In flight, though, they compensate for this with what the poet WB Yeats described as the “bell-beat of their wings”.
Another characteristic which sets them apart from the two swans also found in the UK - whooper and Bewick’s - is their tameness. Consequently, most birdwatchers pay mute swans little attention, which is a shame because in addition to being one of our most visually striking birds they are also richly entwined with British history.
They were highly prized by kings as a bird for the table, each providing up to 20lb of meat, and there are records of Henry III ordering mute swans from across the north of England to be brought to his Christmas court at York in 1251.
His son and successor, Edward I (1239-1307), formally associated mute swans with the crown by having one on his badge of state, and during the reign of Edward III (1327-1377) it was the first British bird to receive legal protection. This was not because of conservation concerns, but to keep them for royal banquets. The nobility were also granted the right to keep flocks.
But what does swan taste like? “Fishy mutton,” according to one early cookbook, while Charles Darwin said it was neither fish nor fowl but something halfway, “like venison with wild duck.”
Thankfully, eating swan fell out of favour more than a century ago and today there is no money for poachers helping themselves as they do with pheasants.

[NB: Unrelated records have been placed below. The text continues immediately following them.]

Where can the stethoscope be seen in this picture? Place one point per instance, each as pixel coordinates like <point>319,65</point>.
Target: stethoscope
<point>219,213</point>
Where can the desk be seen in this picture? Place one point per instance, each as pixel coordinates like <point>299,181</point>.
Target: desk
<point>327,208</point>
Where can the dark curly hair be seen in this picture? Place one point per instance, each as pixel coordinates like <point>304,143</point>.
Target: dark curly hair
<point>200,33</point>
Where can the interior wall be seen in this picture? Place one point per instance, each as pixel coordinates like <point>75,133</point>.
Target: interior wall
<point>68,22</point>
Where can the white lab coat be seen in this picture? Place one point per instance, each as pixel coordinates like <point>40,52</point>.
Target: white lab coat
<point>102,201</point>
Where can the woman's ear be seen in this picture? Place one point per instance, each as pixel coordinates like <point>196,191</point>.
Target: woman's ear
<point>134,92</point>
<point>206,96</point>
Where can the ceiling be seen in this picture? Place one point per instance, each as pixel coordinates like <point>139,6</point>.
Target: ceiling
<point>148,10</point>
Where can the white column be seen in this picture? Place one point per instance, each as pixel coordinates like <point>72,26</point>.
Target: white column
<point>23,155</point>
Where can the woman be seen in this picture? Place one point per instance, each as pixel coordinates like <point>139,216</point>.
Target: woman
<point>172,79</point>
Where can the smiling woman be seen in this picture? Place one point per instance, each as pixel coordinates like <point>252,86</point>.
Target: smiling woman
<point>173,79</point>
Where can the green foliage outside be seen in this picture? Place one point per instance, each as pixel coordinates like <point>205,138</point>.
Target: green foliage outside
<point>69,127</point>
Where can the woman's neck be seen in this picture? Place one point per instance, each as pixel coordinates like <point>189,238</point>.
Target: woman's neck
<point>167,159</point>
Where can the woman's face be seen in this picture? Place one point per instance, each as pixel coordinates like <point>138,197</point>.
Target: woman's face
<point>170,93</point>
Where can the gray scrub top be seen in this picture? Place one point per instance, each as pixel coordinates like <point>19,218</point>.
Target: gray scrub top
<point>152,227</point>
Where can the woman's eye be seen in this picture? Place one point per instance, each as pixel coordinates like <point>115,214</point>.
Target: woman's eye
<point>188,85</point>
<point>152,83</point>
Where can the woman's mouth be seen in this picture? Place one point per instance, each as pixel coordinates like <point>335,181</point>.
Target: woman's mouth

A significant threat to the swans’ welfare used to be lead poisoning from anglers’ weights, which was blamed for some 3,370 deaths a year in England, but since the use of lead weights was banned in 1987 mute swan numbers have recovered.
One of the biggest flocks of mute swans in Yorkshire can be observed at the RSPB’s Fairburn Ings reserve in the Lower Aire Valley.
Thanks to ringing, we know that the birds move about quite a bit. One ringed in Northumberland was found at Thorpe Perrow near Bedale in North Yorkshire, while another that has been ringed at Bishopthorpe, York, turned up at Fountains Abbey.